Images in this article created by MovGP (RAID-1+0, public domain) and Colin M. L. Burnett (all others, CC-SA) from Wikipedia.

This series is continued in Redundancy in Data Storage: Part 2: Geographical Replication.

About the Author

Michael Lyle (@MPLyle) is CTO and co-founder of Translattice, and is responsible for the company’s strategic technical direction.  He is a recognized leader in developing new technologies and has extensive experience in datacenter operations and distributed systems.

Share this:

  • Facebook
  • X

Related posts:

  1. Redundancy in Data Storage: Part 2: Geographical Replication
  2. Have We Taken Data Redundancy too Far?
  3. Data Center Bridging
  4. Storage Protocols
  5. Intel’s Betting the Storage I/O Farm on the CPU
Technical Deep Dive business continuitydisaster recoveryraidredundancy

Post navigation

Previous post
Next post

Related Posts

Server Networking With gen 2 UCS Hardware

October 22, 2011May 18, 2020

** this post has been slightly edited thanks to feedback from Sean McGee** In previous posts I’ve outlined: How UCS server failover occurs from a network perspective: http://www.definethecloud.net/ucs-server-failover How Inter-fabric traffic is handled in End-Host mode: http://www.definethecloud.net/inter-fabric-traffic-in-ucs How inter-fabric traffic is handled in switch mode: http://www.definethecloud.net/inter-fabric-traffic-in-ucspart-ii If you’re not familiar…

Share this:

  • Facebook
  • X
Read More

How to Boost Cloud Reliability

September 8, 2011May 18, 2020

Clouds fail. That’s a fact.

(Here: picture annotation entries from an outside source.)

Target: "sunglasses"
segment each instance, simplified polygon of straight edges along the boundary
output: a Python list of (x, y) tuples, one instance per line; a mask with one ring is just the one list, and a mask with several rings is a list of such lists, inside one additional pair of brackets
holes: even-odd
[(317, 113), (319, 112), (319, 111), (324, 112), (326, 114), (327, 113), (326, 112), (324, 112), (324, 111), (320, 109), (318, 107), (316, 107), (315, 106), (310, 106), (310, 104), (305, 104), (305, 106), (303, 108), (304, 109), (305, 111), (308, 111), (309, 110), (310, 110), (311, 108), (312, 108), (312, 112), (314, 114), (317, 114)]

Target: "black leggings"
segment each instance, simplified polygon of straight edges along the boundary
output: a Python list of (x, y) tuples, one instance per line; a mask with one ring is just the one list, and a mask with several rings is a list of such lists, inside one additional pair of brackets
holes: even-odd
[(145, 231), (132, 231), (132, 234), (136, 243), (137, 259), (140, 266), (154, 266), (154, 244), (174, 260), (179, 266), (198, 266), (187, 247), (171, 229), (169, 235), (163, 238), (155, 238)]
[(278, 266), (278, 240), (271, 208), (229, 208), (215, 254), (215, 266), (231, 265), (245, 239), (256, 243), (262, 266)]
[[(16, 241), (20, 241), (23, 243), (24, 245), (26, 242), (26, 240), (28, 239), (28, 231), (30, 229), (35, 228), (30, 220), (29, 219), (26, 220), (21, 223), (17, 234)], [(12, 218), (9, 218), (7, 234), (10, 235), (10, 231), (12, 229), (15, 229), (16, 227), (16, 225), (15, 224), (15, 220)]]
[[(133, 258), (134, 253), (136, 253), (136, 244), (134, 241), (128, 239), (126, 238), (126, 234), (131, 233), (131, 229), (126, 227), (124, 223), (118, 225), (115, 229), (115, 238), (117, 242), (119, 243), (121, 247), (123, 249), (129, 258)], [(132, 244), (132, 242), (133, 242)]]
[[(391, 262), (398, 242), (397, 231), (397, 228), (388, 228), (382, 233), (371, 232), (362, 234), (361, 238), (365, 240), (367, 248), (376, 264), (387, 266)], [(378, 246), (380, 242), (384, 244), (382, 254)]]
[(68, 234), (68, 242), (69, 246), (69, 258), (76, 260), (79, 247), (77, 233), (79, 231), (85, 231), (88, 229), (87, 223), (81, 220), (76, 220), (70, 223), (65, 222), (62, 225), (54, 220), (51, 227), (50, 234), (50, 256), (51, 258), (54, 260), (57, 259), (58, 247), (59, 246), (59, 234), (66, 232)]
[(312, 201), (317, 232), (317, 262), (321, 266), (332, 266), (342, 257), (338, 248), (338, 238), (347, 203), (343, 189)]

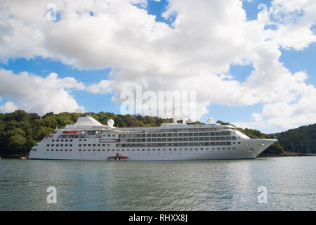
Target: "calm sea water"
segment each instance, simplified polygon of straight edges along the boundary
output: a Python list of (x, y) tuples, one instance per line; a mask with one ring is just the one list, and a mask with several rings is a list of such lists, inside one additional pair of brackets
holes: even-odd
[[(57, 202), (47, 202), (47, 188)], [(267, 188), (267, 202), (259, 203)], [(0, 160), (0, 210), (315, 210), (316, 157), (96, 162)]]

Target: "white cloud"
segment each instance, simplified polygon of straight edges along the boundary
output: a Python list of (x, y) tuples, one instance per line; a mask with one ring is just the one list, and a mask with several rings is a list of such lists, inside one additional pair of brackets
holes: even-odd
[(84, 86), (72, 77), (58, 78), (51, 73), (41, 77), (26, 72), (18, 75), (0, 70), (0, 95), (10, 99), (0, 107), (0, 111), (9, 112), (16, 109), (43, 115), (48, 112), (84, 112), (70, 94), (72, 89), (83, 89)]
[[(316, 41), (310, 30), (316, 21), (313, 0), (274, 0), (269, 11), (252, 21), (246, 20), (242, 1), (170, 0), (162, 15), (176, 15), (171, 27), (131, 4), (146, 6), (143, 0), (53, 1), (61, 15), (56, 22), (46, 19), (46, 6), (51, 2), (1, 1), (1, 60), (41, 56), (79, 69), (111, 68), (116, 72), (108, 80), (85, 89), (93, 94), (113, 91), (117, 102), (121, 91), (135, 91), (136, 84), (142, 84), (144, 91), (196, 91), (197, 117), (207, 113), (211, 103), (261, 103), (263, 112), (253, 114), (252, 125), (281, 129), (315, 122), (316, 110), (304, 110), (305, 98), (315, 101), (310, 95), (315, 87), (305, 83), (308, 75), (293, 74), (279, 62), (280, 46), (301, 50)], [(277, 29), (264, 29), (270, 24)], [(245, 82), (223, 75), (230, 65), (245, 62), (254, 68)], [(72, 101), (72, 106), (61, 108), (80, 109), (66, 89), (83, 90), (84, 85), (72, 80), (67, 86), (63, 79), (51, 79), (52, 91)], [(20, 93), (19, 86), (3, 93)], [(57, 105), (56, 101), (47, 108), (30, 109), (44, 111)], [(282, 116), (292, 120), (277, 120)]]
[(11, 101), (6, 102), (4, 105), (0, 105), (0, 112), (12, 112), (18, 109), (18, 107)]

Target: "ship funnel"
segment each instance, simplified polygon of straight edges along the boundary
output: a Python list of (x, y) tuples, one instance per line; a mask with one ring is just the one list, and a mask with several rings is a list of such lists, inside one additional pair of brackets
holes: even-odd
[(113, 127), (114, 120), (112, 119), (107, 120), (107, 125), (109, 125), (110, 127)]

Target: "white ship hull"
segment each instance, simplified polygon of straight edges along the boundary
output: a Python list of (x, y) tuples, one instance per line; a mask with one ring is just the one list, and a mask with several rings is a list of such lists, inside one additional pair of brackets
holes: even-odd
[[(111, 125), (112, 124), (112, 125)], [(276, 139), (251, 139), (229, 125), (115, 128), (81, 116), (36, 144), (29, 158), (70, 160), (254, 159)]]
[[(212, 146), (211, 148), (201, 148), (196, 146), (187, 148), (185, 150), (182, 148), (173, 148), (170, 150), (166, 148), (152, 150), (153, 148), (135, 149), (134, 151), (119, 151), (120, 154), (127, 156), (129, 160), (237, 160), (237, 159), (254, 159), (265, 148), (275, 143), (274, 139), (250, 139), (241, 141), (240, 144), (237, 144), (235, 149), (223, 149), (223, 146)], [(42, 149), (45, 149), (44, 143)], [(41, 146), (39, 146), (39, 148)], [(180, 150), (181, 148), (181, 150)], [(192, 150), (190, 150), (192, 148)], [(197, 150), (195, 150), (195, 149)], [(203, 148), (203, 150), (201, 150)], [(212, 148), (214, 148), (213, 150)], [(219, 148), (219, 149), (218, 149)], [(252, 150), (251, 150), (251, 149)], [(176, 149), (176, 150), (175, 150)], [(115, 155), (117, 150), (107, 151), (103, 149), (91, 150), (91, 151), (80, 151), (73, 148), (72, 151), (36, 151), (31, 152), (29, 158), (37, 160), (107, 160), (109, 157)]]

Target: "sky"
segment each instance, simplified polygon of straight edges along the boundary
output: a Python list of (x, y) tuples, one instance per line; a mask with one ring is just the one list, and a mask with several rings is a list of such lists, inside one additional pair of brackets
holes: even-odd
[(4, 0), (0, 112), (124, 114), (141, 86), (130, 112), (186, 91), (180, 118), (285, 131), (316, 122), (315, 42), (315, 0)]

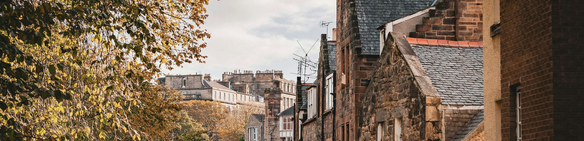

But if your company uses business apps that are tied to the availability of public cloud services, you can—and must—take steps to mitigate these failures by getting schooled on a few key factors:  service-level agreements (SLAs), redundancy options, application design, and the type of service…

Share this:

  • Facebook
  • X
Read More

What’s the deal with Quantized Congestion Notification (QCN)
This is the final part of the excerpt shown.